Before we got down to the socializing and eating, Nooria and Asad took us across the street, behind an intact wall, to visit the "homes" of half a dozen families of squatters. It was all I could do to keep from weeping. Their walls were rags stitched together. The ceilings were sticks gathered together covered with pieces of plastic. Caked in dirt, the children, nonetheless, were so beautiful. Many had those greenish-blue eyes of that haunting photograph of an Afghan woman on the famous cover of a National Geographic 30 years ago. There were so many of them and they had so little. It was an oppressively sad scene. What paltry income they make is from crafting intricate birdcages and embroidering for Nooria. She does her best to sell their wares for them.

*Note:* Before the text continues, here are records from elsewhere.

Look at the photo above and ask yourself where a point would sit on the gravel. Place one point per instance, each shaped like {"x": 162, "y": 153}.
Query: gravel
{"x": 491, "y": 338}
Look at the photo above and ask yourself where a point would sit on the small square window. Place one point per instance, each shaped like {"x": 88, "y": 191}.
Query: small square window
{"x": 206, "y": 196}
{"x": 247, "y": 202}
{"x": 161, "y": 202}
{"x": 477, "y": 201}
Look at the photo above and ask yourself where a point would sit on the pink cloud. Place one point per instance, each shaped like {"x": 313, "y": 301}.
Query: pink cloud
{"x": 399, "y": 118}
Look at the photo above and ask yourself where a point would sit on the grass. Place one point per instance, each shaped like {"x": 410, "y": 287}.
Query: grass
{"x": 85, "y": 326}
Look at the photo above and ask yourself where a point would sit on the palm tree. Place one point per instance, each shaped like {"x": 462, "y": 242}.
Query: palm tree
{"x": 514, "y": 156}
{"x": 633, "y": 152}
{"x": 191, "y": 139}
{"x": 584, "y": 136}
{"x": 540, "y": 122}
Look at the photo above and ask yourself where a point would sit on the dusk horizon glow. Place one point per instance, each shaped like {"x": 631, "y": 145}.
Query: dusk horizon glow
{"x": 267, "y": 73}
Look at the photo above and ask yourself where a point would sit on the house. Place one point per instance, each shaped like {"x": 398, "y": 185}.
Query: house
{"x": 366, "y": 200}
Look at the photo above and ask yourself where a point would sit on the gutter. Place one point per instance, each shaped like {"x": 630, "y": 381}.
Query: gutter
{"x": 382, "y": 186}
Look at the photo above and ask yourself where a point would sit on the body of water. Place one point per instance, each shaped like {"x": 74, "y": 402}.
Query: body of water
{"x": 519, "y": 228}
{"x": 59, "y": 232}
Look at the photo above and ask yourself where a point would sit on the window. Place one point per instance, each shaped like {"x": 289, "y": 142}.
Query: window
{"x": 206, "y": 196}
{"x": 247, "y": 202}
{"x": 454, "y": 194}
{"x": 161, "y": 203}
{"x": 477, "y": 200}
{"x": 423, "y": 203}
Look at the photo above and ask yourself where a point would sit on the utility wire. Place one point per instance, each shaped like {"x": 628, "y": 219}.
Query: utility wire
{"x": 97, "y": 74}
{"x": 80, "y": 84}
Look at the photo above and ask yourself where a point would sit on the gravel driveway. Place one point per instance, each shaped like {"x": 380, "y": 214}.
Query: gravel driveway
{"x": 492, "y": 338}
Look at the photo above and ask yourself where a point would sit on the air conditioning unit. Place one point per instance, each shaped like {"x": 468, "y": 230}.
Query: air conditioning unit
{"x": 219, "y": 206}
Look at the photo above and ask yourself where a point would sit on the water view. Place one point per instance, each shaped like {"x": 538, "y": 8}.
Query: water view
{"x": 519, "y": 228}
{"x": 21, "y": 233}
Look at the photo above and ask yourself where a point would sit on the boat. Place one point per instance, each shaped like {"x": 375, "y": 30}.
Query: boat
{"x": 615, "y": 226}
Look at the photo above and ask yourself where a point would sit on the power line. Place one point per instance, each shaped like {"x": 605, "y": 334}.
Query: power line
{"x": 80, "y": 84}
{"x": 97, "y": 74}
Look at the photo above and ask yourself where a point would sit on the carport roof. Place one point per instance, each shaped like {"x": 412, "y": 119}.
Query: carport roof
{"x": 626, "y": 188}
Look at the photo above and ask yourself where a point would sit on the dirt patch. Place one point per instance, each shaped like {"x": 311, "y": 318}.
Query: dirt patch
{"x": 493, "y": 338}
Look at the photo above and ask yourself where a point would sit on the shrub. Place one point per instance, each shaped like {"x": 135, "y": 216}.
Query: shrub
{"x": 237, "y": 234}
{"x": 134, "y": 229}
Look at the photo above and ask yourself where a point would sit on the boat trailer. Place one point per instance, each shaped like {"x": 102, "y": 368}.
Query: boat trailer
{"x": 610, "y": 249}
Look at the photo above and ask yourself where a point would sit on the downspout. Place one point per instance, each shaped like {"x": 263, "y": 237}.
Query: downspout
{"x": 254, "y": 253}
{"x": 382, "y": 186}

Back across the divide, we entered Nooria's and Asad's compound with its lush garden and lawn. As the guests arrived, it seemed that each was as interesting as the last. Among them were a member of the royal family who was jailed when the Communists took over and her husband who is a close advisor to Karzai; Karzai's non-drug dealer brother, Mahmoud; the Minister of Transportation and Urban Affairs (or something like that), the Minister of Agriculture, the Minister of Finance, a few black-cloaked businessmen, and lots of other fascinating figures. What an education! The now common theme was repeated throughout the night: security and education--then economic development.